I have a dataframe df
whos columns contain lists of strings
df = A B
['-1'] , ['0','1','2']
['2','4','3'], ['2']
['3','8'] , ['-1']
I want to get the length of all the lists except the ones that are ['-1']
for the lists that are ['-1']
I want them to be -1
Expected output:
df = A B
-1, 3
3, 1
2, -1
I've tried
df.apply(lambda x: x.str.len() if not x == ['-1'] else -1)
and got the error ('Lengths must match to compare', (132,), (1,))
I have also tried
data_copy[colBeliefs] = data_copy[colBeliefs].apply(lambda x: x.str.len() if '-1' not in x else -1)

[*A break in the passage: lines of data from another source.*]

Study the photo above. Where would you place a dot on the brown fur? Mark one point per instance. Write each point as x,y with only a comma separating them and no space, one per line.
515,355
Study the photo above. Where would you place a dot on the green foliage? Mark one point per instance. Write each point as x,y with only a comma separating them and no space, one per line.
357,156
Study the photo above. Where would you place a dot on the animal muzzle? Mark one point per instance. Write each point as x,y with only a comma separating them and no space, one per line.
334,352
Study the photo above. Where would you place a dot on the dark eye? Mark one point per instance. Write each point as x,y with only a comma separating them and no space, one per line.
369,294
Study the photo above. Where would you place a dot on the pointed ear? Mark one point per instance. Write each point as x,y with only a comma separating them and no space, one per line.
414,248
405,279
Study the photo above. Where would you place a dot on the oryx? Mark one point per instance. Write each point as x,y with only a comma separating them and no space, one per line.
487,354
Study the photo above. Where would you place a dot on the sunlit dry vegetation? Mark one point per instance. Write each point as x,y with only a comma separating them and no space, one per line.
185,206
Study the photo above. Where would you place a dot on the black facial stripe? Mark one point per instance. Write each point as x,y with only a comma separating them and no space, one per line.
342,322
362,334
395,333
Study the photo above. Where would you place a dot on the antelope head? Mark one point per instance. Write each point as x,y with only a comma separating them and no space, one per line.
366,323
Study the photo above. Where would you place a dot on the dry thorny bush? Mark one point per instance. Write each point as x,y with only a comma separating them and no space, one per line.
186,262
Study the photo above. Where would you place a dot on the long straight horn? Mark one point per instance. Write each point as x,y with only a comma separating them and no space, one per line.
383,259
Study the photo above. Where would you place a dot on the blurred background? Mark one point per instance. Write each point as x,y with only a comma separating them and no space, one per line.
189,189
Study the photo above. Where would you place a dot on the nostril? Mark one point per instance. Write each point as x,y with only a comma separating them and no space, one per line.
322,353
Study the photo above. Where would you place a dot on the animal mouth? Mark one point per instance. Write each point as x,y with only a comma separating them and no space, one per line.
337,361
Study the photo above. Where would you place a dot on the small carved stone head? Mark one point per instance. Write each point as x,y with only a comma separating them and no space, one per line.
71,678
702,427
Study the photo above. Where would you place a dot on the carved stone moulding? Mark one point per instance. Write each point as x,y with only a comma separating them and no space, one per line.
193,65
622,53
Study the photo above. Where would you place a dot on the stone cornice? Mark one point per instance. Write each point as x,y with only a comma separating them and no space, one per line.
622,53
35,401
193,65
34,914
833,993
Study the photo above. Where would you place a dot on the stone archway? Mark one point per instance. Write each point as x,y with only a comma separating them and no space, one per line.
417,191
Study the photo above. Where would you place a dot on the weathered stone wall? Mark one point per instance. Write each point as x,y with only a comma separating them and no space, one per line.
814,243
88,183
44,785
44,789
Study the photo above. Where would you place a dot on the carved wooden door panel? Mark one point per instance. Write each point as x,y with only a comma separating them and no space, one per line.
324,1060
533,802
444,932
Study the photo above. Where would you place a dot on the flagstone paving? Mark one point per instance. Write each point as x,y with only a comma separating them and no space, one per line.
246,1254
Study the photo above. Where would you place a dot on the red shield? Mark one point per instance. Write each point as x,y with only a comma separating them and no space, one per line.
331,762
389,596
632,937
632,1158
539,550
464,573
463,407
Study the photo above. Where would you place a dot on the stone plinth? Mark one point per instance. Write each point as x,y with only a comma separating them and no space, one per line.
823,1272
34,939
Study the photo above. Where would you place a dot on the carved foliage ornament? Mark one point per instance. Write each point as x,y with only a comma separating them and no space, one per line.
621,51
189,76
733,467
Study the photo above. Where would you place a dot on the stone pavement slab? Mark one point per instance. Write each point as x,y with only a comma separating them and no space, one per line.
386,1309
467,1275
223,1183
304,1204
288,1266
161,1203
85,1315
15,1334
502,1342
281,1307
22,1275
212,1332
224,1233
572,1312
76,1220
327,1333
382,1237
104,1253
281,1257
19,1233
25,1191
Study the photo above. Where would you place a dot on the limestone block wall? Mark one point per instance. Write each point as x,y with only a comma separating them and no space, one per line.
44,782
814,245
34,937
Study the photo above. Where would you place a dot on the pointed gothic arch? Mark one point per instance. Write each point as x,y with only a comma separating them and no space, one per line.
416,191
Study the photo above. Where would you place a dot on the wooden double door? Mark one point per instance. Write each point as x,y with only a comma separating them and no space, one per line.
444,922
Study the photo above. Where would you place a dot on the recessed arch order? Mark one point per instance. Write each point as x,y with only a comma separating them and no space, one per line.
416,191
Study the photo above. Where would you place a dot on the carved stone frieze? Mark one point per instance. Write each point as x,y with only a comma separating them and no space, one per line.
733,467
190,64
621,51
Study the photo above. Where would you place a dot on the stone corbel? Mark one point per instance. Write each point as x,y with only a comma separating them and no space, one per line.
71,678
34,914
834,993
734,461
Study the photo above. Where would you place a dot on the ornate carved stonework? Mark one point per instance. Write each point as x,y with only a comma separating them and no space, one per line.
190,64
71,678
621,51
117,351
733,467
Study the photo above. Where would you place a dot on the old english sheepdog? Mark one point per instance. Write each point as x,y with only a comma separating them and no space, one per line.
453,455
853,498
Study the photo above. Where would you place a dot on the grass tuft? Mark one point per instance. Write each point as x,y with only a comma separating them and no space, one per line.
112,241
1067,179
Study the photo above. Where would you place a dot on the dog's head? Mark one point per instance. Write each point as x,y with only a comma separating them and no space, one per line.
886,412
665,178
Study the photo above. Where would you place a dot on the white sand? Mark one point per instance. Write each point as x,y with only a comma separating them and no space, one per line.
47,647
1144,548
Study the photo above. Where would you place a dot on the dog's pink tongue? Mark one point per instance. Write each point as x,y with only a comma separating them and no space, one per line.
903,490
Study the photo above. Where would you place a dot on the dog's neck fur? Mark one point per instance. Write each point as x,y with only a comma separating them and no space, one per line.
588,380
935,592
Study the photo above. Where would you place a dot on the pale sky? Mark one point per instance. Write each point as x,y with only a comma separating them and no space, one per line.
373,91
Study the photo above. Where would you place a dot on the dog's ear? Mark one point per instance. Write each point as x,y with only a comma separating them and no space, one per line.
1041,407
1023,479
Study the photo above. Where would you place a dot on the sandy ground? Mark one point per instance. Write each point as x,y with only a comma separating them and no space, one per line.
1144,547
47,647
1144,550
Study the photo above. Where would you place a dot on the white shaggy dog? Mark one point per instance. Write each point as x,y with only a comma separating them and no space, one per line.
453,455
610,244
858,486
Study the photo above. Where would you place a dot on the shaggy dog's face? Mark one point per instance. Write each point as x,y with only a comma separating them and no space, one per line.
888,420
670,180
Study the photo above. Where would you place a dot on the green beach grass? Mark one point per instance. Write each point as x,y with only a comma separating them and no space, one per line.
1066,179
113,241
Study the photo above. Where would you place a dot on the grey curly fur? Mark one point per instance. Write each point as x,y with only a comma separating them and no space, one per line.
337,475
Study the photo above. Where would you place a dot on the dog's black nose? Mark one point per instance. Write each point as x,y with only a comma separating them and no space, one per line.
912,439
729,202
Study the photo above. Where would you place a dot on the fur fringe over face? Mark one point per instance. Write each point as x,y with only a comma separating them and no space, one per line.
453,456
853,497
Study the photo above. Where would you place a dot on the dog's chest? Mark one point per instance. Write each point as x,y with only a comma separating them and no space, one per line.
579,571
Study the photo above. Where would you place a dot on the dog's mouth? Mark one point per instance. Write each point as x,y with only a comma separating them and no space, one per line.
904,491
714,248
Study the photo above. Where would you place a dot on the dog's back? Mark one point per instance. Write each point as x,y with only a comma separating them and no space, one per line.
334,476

but this produces the wrong output where ['-1']
becomes 1
rather than -1
I'm not sure how I can apply functions to a dataframe based on the whether an entry in a dataframe is equal to a list, or whether an item is in a list.
EDIT: Output of df.head().to_dict()
{'A': {0: ['-1'],
1: ['2','4','3'],
2: ['3','8']},
'B': {0: ['0','1','2'],
1: ['2'],
2: ['-1']}}
CodePudding user response:
You could do:
df.applymap(lambda x: -1 if (ln:=len(x)) == 1 and x[0] == '-1' else ln)
A B
0 -1 3
1 3 1
2 2 -1
Edit:
If yousing python < 3.8 Use the following:
df.applymap(lambda x: -1 if len(x) == 1 and x[0] == '-1' else len(x))
CodePudding user response:
The comparison doesn't work for lists, but it works for tuples. So you could convert them to tuples to do avoid the ValueError:
s = df.stack()
out = s.str.len().mask(pd.Series(map(tuple, s), index=s.index)==('-1',), -1).unstack()
Output:
A B
0 -1 3
1 3 1
2 2 -1